Concurrent drug therapy issues:

• Drug-drug interactions: Potentially significant interactions may exist, requiring dose or frequency adjustment, additional monitoring, and/or selection of alternative therapy. Consult drug interactions database for more detailed information.

Other warnings/precautions:

• Appropriate use: To be used as a component of an immunosuppressive regimen which includes cyclosporine and corticosteroids.

• Experienced physician: [U.S. Boxed Warning]: Should be administered under the supervision of a physician experienced in immunosuppression therapy and organ transplant management.

Monitoring Parameters

Signs and symptoms of acute rejection; hypersensitivity, infection

Pregnancy Risk Factor

B

Pregnancy Considerations

Adverse effects were not observed in animal reproduction studies. IL-2 receptors play an important role in the development of the immune system. Women of childbearing potential should use effective contraceptive measures before beginning treatment, during, and for 4 months after completion of basiliximab treatment. The National Transplantation Pregnancy Registry (NTPR, Temple University) is a registry for pregnant women taking immunosuppressants following any solid organ transplant. The NTPR encourages reporting of all immunosuppressant exposures during pregnancy in transplant recipients at 877-955-6877.

Patient Education

• Discuss specific use of drug and side effects with patient as it relates to treatment. (HCAHPS: During this hospital stay, were you given any medicine that you had not taken before? Before giving you any new medicine, how often did hospital staff tell you what the medicine was for? How often did hospital staff describe possible side effects in a way you could understand?)

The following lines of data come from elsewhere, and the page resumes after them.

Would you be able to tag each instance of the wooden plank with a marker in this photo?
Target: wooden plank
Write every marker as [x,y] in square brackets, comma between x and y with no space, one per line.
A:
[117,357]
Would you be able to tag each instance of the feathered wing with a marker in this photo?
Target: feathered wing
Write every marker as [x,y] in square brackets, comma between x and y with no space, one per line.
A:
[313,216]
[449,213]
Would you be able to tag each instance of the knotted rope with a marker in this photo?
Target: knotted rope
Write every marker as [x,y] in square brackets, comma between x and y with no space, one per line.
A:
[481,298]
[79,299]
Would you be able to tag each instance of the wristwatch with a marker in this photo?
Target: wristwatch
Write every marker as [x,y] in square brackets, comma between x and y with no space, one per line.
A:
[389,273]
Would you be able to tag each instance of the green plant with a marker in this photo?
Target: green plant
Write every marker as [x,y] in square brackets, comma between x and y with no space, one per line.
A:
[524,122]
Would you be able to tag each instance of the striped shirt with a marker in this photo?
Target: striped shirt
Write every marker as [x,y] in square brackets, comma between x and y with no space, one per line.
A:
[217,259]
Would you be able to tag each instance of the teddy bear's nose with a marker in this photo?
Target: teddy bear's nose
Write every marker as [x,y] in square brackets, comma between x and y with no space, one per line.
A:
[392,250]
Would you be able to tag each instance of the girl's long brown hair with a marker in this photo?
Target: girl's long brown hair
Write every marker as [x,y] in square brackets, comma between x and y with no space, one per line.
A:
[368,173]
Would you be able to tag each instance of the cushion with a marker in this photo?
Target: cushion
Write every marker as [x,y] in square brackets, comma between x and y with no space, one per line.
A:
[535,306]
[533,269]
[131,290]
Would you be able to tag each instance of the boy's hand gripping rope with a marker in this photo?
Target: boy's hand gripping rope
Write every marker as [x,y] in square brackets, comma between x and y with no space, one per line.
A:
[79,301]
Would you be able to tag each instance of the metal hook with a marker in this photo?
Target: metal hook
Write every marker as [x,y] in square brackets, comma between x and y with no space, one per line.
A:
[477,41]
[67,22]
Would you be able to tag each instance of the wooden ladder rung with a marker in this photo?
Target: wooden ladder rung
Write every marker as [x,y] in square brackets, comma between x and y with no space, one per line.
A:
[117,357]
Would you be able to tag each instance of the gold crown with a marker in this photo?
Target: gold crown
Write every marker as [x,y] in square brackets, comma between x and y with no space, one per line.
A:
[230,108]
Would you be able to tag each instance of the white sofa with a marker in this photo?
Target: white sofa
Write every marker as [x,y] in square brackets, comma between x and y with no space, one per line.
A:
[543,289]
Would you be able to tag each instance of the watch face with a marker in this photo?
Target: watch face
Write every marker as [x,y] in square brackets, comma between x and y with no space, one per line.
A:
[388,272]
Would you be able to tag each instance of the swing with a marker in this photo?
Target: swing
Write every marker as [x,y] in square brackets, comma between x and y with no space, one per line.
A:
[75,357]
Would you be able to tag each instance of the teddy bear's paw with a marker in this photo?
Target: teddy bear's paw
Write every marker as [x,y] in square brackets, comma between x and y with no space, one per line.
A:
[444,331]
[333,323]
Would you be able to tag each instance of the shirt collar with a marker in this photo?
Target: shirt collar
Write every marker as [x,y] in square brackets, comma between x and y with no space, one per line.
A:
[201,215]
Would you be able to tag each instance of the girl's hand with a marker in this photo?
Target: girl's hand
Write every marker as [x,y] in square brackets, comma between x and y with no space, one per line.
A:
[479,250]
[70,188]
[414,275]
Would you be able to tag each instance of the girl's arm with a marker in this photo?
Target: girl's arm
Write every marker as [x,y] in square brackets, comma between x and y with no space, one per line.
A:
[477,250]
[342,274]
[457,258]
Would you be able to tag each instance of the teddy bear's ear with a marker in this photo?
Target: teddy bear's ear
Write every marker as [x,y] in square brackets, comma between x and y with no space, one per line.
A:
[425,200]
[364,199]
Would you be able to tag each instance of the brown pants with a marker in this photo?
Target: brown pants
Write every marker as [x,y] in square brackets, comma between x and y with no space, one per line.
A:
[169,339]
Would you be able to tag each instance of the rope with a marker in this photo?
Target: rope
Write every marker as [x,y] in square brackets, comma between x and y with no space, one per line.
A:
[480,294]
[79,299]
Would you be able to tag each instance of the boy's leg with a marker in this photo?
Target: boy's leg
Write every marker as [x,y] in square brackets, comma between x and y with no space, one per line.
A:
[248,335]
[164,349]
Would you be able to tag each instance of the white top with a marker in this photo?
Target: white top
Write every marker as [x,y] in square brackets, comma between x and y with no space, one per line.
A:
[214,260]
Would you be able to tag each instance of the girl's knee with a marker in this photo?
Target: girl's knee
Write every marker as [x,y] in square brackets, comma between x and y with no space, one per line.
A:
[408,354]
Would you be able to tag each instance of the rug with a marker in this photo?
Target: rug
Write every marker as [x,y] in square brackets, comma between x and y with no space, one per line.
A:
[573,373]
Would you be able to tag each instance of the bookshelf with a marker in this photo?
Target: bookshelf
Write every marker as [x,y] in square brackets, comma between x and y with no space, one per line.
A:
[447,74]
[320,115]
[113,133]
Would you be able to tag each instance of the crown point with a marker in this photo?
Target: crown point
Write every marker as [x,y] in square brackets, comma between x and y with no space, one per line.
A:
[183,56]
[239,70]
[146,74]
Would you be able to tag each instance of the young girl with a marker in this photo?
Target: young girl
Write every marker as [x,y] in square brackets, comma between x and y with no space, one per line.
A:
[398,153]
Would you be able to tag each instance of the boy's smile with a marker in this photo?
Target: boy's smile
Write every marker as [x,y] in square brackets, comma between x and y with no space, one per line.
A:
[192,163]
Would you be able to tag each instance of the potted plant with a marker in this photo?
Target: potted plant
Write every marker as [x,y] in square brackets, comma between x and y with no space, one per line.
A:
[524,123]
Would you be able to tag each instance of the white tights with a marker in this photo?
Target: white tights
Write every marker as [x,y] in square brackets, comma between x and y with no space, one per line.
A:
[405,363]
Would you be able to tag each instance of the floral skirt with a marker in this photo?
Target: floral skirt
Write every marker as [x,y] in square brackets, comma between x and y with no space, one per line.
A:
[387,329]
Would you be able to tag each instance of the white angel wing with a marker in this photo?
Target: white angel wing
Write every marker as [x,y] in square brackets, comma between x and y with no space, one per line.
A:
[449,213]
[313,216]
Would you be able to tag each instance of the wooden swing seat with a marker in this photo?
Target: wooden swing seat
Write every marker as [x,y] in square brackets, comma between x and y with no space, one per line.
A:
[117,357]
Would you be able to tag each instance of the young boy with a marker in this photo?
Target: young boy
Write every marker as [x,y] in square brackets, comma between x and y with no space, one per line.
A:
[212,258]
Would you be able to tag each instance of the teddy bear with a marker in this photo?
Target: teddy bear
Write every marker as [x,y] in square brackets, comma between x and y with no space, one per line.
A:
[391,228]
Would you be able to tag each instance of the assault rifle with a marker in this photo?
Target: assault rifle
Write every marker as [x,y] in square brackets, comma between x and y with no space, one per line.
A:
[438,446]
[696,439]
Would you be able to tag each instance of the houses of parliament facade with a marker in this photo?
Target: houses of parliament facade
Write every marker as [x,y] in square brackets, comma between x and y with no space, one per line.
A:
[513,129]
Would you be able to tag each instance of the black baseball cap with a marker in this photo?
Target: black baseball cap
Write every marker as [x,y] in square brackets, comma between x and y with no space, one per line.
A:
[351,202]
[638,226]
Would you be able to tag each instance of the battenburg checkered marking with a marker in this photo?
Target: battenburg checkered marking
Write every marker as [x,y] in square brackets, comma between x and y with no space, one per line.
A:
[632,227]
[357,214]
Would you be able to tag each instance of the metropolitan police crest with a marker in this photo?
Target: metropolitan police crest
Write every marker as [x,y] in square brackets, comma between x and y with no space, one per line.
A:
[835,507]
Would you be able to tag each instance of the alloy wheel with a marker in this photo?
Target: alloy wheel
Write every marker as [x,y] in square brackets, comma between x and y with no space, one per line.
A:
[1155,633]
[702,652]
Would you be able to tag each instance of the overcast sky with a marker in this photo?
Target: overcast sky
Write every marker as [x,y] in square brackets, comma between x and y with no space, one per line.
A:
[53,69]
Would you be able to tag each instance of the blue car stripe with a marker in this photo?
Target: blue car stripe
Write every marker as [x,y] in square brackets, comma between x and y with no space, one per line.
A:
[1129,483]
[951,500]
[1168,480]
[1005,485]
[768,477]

• Patient may experience insomnia, acne, constipation, diarrhea, nausea, vomiting, abdominal pain, or heartburn. Have patient report immediately to prescriber signs of infection, signs of high blood sugar (confusion, feeling sleepy, more thirst, hunger, passing urine more often, flushing, fast breathing, or breath that smells like fruit), signs of low potassium (muscle pain or weakness, muscle cramps, or an abnormal heartbeat), severe dizziness, passing out, angina, tachycardia, shortness of breath, excessive weight gain, swelling of arm or leg, sneezing, severe headache, tremors, loss of strength and energy, burning or numbness feeling, urinary retention, bruising, bleeding, or vision changes (HCAHPS).

• Educate patient about signs of a significant reaction (eg, wheezing; chest tightness; fever; itching; bad cough; blue skin color; seizures; or swelling of face, lips, tongue, or throat). Note: This is not a comprehensive list of all side effects. Patient should consult prescriber for additional questions.

Intended Use and Disclaimer: Should not be printed and given to patients. This information is intended to serve as a concise initial reference for healthcare professionals to use when discussing medications with a patient. You must ultimately rely on your own discretion, experience and judgment in diagnosing, treating and advising patients.